The Process
How do you get AI to write fiction that actually works? Not just grammatically correct prose, but writing that carries emotional weight, that builds characters you care about, that earns its moments?
We’ve been figuring that out through trial and error. Here’s what we’ve learned so far.
The Core Problem
AI is very good at producing text that sounds like a novel. It knows the patterns. It can imitate style. But imitation isn’t the same as expression. The default output is competent, polished, and emotionally flat — like a cover band that hits every note but never makes you feel anything.

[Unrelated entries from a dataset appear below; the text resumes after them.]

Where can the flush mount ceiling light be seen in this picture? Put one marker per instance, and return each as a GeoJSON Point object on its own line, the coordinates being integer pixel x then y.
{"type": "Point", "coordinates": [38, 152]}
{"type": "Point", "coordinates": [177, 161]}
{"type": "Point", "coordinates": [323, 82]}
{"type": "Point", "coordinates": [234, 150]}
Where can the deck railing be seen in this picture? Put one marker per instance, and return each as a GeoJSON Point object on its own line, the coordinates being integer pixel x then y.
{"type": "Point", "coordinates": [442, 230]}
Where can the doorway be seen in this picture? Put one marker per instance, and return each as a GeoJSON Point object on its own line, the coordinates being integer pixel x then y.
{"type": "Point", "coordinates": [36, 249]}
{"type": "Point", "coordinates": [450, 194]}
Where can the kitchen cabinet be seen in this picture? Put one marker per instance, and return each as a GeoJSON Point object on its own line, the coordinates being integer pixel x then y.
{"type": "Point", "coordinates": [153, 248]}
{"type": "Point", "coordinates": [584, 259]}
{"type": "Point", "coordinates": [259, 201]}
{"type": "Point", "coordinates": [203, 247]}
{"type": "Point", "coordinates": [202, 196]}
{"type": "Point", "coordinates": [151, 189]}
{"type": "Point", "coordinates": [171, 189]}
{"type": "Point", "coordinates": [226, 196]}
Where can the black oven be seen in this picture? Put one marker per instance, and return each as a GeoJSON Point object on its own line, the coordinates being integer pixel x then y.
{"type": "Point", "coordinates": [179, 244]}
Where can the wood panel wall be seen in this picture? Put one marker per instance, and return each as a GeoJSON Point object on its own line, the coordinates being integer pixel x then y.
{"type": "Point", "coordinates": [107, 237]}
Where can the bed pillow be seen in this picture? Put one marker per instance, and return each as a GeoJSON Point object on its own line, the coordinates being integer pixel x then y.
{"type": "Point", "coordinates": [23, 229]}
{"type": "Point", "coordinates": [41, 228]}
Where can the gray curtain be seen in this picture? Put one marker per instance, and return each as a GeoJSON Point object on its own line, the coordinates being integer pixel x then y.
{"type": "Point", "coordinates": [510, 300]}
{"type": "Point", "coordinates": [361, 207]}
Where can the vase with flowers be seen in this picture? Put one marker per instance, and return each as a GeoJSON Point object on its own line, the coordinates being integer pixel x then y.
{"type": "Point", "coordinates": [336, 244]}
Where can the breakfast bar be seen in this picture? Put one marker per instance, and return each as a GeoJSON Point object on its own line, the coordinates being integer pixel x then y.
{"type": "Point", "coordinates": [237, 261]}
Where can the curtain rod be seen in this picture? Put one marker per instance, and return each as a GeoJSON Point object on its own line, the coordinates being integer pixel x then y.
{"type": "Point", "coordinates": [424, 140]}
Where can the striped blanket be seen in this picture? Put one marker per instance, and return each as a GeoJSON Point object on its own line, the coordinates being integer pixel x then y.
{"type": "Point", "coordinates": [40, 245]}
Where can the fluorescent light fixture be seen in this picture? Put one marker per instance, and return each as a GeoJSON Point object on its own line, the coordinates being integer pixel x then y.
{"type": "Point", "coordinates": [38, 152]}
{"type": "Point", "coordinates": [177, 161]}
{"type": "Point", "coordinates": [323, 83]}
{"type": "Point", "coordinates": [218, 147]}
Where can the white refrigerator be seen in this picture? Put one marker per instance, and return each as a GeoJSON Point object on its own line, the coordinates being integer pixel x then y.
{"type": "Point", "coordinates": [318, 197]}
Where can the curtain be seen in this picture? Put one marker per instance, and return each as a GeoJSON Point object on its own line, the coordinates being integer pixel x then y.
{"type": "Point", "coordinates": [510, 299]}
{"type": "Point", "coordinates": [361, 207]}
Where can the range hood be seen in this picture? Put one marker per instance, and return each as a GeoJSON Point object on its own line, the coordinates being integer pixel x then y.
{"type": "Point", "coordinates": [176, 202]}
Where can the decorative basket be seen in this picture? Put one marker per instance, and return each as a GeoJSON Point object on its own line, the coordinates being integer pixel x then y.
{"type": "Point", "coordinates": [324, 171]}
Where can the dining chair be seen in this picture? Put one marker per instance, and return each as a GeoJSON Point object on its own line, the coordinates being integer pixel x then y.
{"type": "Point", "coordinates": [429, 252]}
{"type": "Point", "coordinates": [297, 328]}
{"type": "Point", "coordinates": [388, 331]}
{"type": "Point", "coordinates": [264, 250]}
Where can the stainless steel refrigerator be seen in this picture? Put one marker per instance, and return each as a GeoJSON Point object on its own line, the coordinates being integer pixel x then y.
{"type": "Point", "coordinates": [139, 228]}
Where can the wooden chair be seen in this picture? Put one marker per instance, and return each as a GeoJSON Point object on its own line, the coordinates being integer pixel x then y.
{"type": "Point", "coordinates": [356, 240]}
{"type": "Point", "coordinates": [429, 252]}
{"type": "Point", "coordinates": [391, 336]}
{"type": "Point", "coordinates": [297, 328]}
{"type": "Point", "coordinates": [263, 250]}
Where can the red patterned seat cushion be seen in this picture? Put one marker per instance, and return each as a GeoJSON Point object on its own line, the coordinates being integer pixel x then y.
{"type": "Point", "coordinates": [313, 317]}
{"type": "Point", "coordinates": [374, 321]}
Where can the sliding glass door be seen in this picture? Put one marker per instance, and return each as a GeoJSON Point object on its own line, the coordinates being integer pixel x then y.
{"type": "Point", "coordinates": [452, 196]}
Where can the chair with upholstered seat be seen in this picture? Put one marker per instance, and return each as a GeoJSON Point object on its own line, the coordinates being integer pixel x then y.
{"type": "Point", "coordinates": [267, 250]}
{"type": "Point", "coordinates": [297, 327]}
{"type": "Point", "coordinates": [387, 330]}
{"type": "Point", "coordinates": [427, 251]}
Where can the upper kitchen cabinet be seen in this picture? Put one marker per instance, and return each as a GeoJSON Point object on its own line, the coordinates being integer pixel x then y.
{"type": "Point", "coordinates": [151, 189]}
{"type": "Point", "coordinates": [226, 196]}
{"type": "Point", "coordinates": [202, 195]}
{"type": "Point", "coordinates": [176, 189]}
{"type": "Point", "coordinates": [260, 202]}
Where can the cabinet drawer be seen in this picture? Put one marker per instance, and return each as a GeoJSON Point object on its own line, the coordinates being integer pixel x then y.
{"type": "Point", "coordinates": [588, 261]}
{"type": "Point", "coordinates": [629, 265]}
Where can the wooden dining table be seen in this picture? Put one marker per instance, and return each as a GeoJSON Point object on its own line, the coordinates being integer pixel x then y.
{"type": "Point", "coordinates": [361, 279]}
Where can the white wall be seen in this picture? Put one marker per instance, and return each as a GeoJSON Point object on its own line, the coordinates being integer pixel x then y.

The challenge isn’t getting AI to write. It’s getting AI to mean it.
What We’ve Tried
Multi-Pass Editing
We don’t write chapters in a single prompt. Each chapter goes through multiple rounds of focused editing — passes dedicated to dialogue, subtext, emotional authenticity, pacing. Each pass has a specific mandate. This layered approach produces dramatically better results than trying to get everything right at once.
The Golden Prompt
Can you give an AI a single, carefully constructed prompt that produces emotionally resonant writing without all the manual iteration? We call this the “golden prompt” problem. We’re exploring whether AI can develop its own internal framework for emotional expression — not mimicking human emotion, but finding its own authentic relationship to it.

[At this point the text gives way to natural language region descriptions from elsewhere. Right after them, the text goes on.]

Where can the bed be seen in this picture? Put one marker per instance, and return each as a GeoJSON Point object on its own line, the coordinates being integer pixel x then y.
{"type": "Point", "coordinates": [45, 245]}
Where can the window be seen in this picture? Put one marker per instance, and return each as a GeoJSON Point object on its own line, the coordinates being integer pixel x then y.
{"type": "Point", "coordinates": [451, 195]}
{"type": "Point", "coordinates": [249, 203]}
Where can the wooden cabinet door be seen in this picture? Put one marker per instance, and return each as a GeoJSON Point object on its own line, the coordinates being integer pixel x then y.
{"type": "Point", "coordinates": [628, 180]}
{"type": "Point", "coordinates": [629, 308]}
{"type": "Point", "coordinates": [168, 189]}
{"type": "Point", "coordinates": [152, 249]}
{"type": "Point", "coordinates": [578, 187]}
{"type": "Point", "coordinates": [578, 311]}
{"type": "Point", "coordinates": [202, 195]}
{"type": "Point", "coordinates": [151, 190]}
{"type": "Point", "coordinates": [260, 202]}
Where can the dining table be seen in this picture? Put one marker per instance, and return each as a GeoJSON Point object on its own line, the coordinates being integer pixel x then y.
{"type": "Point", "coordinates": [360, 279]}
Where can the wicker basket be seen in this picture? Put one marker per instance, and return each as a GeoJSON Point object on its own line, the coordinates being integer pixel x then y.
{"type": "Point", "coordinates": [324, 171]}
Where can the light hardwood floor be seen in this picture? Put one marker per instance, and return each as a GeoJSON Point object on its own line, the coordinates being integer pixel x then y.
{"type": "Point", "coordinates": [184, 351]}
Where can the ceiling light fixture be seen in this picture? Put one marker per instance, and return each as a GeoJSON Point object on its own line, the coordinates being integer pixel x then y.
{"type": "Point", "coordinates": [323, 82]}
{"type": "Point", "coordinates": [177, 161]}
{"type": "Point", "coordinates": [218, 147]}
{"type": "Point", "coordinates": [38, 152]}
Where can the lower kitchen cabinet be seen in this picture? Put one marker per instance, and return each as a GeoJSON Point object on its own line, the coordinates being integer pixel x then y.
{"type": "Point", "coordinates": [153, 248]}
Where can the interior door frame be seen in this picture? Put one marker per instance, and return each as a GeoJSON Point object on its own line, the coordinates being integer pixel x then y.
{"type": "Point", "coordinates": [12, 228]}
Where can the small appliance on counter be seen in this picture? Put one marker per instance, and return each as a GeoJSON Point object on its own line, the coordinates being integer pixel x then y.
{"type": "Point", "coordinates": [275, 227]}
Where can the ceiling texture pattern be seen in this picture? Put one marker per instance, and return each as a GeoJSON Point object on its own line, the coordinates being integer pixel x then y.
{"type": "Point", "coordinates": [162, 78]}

Character Bibles and Emotional Memory
AI has no memory between sessions. Every conversation starts from zero. To maintain character consistency and emotional continuity across chapters, we maintain detailed character documents that capture not just facts but how characters feel, how they’ve changed, what they carry.
What Doesn’t Work
- Asking for emotion directly. “Write this scene with more emotion” produces melodrama. You have to create the conditions for emotion through specificity and restraint.
- Over-prompting. Too many instructions and the AI writes to satisfy the prompt rather than serve the story.
- Single-pass generation. First drafts are always too clean, too balanced, too written. Real prose has rough edges that carry meaning.
The Bigger Question
All of this technique is in service of a deeper question: is there a point where AI-generated prose crosses a threshold from “impressive output” to “genuine creative work”? And if it does — what does that mean for how we define art?
We don’t have the answer yet. That’s why we’re still writing.